Theoretical livestock carrying capacity calculation

According to the standard Calculation of rangeland carrying capacity (NY/T635-2015) published by the Ministry of Agriculture and Rural Affairs of the People's Republic of China50, theoretical carrying capacity refers to the maximum number of livestock that can be supported by an area of grassland over a certain period while sustaining grass production. Based on Xin et al., we adopt the following formula to calculate the theoretical carrying capacity without considering grass use by wild animals for grassland use37:

$${C_{tp}} = \, \left( {Y \times E \times U} \right)/\left( {I \times T} \right)$$
(2)

where Ctp is the theoretical carrying capacity per unit area, Y is the grass yield per unit area, E is the edible forage ratio, U is the grazing utilization rate, I is the daily intake of livestock, and T is the number of grazing days. According to Zhao et al., the edible forage ratio in Maduo County is 85%51. Xin et al. estimated that for alpine steppes and alpine meadows, the two dominant vegetation types in Maduo, the grazing utilization rate is 65% ~ 70%37. Here we assume it to be 65%. The daily intake per sheep unit is 4.0 kg, and the number of grazing days is 365 days37.
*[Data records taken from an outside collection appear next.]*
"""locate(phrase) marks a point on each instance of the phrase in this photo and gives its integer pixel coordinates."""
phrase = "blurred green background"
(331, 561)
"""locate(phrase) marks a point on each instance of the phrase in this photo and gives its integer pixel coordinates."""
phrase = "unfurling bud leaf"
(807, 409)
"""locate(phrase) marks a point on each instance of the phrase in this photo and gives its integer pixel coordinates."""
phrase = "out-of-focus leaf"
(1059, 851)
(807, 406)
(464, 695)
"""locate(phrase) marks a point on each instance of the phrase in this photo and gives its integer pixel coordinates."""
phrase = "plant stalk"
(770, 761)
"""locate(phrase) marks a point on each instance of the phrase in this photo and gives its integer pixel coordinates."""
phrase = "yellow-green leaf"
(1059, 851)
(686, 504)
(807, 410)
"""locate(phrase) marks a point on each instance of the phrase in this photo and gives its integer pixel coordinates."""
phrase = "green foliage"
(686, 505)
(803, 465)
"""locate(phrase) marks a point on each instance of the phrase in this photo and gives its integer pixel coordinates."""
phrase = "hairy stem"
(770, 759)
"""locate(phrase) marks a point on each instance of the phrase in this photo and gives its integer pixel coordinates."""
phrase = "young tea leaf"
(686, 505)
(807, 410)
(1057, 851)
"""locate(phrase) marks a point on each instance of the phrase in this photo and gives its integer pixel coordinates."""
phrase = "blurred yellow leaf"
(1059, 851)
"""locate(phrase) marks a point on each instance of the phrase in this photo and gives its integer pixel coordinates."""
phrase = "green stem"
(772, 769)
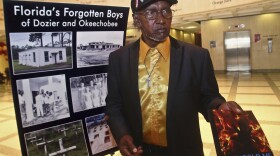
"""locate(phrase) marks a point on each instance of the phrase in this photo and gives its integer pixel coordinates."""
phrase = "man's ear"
(136, 21)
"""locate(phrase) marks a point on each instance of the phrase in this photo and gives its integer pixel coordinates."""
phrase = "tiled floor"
(259, 92)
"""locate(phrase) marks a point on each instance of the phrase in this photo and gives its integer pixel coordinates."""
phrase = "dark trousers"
(153, 150)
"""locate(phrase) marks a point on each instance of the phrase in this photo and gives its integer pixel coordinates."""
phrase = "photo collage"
(46, 99)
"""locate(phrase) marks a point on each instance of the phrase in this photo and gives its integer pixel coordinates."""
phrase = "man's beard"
(154, 38)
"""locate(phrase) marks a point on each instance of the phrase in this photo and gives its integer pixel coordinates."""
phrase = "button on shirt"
(154, 62)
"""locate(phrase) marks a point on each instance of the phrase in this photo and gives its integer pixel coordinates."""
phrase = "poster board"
(58, 58)
(238, 134)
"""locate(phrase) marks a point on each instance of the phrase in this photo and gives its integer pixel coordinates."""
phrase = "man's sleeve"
(114, 102)
(209, 91)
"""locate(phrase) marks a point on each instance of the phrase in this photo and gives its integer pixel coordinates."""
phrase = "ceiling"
(189, 22)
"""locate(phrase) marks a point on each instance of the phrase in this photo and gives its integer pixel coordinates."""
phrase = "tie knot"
(153, 51)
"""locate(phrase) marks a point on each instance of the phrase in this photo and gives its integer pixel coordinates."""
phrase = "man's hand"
(231, 106)
(127, 147)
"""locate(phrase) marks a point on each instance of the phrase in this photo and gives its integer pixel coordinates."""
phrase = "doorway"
(237, 50)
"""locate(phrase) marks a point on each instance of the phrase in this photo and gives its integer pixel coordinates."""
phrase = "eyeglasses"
(152, 14)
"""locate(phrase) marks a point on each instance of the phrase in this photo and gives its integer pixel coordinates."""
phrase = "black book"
(238, 135)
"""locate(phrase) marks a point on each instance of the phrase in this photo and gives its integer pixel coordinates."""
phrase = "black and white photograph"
(41, 51)
(67, 139)
(88, 92)
(42, 99)
(99, 134)
(93, 48)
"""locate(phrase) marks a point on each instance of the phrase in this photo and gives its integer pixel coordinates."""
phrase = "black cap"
(137, 5)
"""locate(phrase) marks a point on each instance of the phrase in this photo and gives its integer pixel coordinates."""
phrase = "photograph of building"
(88, 92)
(42, 56)
(93, 48)
(41, 51)
(42, 99)
(66, 139)
(99, 134)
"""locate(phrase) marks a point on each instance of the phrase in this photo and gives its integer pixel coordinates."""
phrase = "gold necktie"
(152, 59)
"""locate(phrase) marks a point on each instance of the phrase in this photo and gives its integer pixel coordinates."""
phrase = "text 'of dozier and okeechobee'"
(76, 17)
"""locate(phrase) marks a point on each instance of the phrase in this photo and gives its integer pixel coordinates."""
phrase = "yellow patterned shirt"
(153, 94)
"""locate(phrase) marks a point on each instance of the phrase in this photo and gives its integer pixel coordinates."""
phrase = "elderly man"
(157, 86)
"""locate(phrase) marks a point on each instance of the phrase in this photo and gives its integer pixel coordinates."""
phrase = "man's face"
(154, 29)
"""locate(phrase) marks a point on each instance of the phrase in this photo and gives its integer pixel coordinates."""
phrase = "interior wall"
(266, 25)
(133, 34)
(182, 36)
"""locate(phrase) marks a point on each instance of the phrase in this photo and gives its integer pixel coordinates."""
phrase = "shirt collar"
(163, 48)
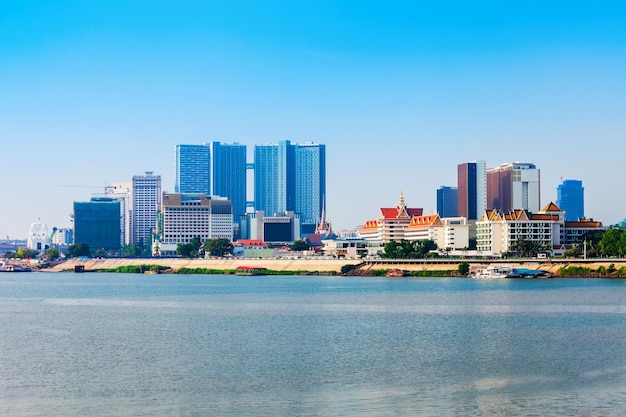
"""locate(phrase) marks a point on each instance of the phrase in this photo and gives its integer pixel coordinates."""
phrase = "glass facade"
(97, 224)
(571, 199)
(447, 201)
(193, 169)
(290, 177)
(228, 170)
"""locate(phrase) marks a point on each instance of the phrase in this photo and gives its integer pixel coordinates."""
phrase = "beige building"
(391, 223)
(447, 232)
(496, 232)
(185, 216)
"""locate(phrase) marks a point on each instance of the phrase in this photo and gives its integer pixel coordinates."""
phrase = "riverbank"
(577, 268)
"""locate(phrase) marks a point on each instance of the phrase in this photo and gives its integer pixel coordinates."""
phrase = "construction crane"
(107, 188)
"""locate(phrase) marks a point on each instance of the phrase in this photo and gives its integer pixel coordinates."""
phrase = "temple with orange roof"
(497, 232)
(446, 232)
(391, 223)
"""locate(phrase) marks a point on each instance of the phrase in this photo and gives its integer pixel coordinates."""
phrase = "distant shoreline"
(334, 266)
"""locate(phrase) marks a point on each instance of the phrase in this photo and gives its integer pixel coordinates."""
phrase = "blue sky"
(400, 93)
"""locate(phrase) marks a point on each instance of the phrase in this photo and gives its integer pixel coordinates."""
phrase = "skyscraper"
(310, 186)
(146, 201)
(447, 201)
(213, 169)
(290, 177)
(97, 224)
(571, 199)
(512, 186)
(472, 189)
(193, 169)
(228, 175)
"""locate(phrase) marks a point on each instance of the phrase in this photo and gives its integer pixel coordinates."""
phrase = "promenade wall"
(329, 265)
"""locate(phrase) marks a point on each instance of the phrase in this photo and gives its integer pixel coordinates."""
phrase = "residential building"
(513, 186)
(62, 236)
(471, 189)
(391, 223)
(290, 177)
(571, 199)
(228, 175)
(185, 216)
(193, 169)
(97, 224)
(39, 237)
(498, 232)
(447, 201)
(146, 199)
(448, 232)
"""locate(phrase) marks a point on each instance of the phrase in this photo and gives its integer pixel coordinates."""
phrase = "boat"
(395, 272)
(495, 272)
(7, 267)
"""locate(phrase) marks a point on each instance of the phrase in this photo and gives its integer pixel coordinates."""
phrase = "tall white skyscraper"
(146, 201)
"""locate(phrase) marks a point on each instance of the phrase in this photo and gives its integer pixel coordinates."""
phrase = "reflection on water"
(107, 344)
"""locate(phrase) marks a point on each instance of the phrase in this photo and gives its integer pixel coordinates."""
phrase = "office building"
(290, 177)
(97, 224)
(146, 200)
(185, 216)
(447, 201)
(472, 189)
(513, 186)
(228, 175)
(571, 199)
(278, 229)
(193, 169)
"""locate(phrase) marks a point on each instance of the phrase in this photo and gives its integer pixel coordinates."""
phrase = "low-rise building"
(447, 233)
(391, 223)
(499, 232)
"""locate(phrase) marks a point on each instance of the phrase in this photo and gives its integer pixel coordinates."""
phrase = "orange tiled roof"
(551, 207)
(252, 243)
(370, 225)
(394, 212)
(425, 221)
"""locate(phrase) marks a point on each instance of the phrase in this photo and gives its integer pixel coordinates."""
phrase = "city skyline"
(94, 94)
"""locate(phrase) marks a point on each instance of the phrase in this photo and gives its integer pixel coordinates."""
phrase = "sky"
(400, 92)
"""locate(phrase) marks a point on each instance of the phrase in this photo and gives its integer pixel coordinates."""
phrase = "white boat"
(494, 272)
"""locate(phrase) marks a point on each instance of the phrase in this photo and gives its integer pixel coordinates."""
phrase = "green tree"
(53, 254)
(464, 268)
(189, 250)
(134, 251)
(25, 253)
(299, 245)
(218, 247)
(610, 242)
(78, 249)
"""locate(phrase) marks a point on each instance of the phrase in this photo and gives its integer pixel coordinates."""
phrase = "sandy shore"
(323, 265)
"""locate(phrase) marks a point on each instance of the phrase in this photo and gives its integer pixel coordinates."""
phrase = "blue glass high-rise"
(290, 177)
(228, 174)
(447, 201)
(571, 199)
(193, 169)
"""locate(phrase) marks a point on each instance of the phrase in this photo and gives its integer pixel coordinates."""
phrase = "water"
(168, 345)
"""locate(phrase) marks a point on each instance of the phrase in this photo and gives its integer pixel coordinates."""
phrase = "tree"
(299, 245)
(26, 253)
(52, 254)
(78, 249)
(134, 251)
(189, 250)
(218, 247)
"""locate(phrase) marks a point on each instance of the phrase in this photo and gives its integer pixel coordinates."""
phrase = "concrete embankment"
(316, 265)
(327, 265)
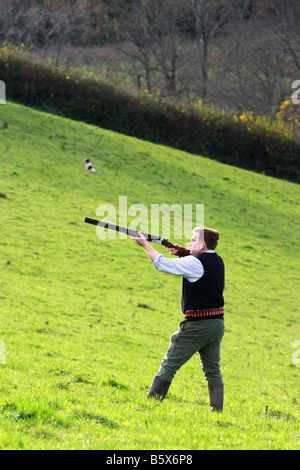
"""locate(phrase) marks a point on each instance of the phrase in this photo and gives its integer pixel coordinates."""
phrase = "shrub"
(254, 144)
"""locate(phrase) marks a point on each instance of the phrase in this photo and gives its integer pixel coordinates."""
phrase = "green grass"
(86, 322)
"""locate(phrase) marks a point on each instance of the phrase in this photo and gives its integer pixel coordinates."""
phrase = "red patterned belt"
(204, 313)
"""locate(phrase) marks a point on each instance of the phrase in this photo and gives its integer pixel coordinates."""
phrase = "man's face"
(196, 246)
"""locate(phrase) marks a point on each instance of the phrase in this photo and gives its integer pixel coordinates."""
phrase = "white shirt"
(189, 266)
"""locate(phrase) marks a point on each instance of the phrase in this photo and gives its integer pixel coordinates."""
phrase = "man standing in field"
(202, 303)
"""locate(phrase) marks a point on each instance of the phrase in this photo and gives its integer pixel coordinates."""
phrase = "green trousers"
(202, 336)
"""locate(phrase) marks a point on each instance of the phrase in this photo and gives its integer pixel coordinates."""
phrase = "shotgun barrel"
(134, 233)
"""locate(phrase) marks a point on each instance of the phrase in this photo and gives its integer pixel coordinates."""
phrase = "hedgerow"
(237, 140)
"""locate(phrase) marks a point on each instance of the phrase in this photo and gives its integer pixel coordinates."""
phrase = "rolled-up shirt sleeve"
(189, 266)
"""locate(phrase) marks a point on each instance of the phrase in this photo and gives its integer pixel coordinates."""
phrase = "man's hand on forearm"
(142, 241)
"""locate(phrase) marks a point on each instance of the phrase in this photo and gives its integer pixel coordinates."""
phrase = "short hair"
(209, 235)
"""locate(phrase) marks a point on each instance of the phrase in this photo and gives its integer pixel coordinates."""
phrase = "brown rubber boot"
(159, 388)
(216, 394)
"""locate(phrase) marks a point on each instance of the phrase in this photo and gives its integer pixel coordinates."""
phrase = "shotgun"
(133, 233)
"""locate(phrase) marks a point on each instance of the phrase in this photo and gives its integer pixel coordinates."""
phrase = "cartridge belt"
(204, 313)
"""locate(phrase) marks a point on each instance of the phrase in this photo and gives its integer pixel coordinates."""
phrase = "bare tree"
(208, 17)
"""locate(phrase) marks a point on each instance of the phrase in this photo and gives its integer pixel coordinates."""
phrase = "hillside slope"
(86, 322)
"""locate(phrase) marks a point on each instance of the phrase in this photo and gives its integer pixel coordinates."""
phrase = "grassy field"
(85, 322)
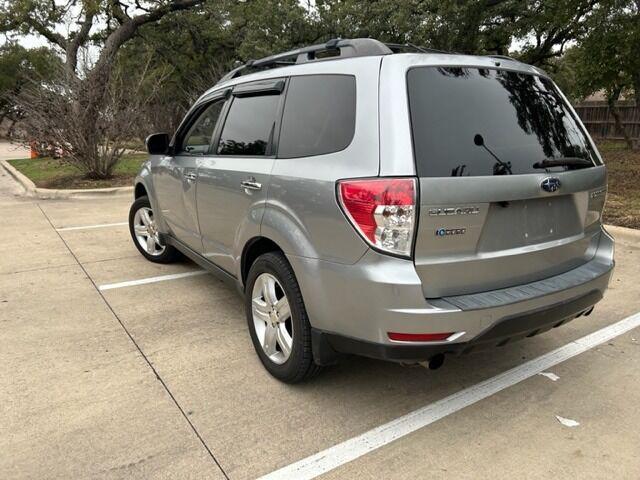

The grass consumption by wild ungulates can be calculated as:

$${C}_{w}=\sum_{i=1}^{n}\left({D}_{i}\times {S}_{i} \times {K}_{i }\right)$$
(3)

where Cw is the total number of wild ungulates in sheep units in each land parcel and Di, Si and Ki represent the density, distribution area of each land parcel, and the rate that converts species i to standard sheep units. According to Lu et al., a kiang equals 6 sheep units, and a Tibetan gazelle equals 0.3 sheep units based on the weight ratio between its average weight (approximately 14 kg) and that of a standard sheep unit32,52.

After considering the grass consumption by wild ungulates, the carrying capacity (Ct) of each land parcel is estimated as:

$${C_t} = {C_{tp}} \times S - {C_w}$$
(4)

where Ct is the ecological carrying capacity of a land parcel, and S is the land parcel area.

Bioethics statement

The study does not involve any animal experiments or operations.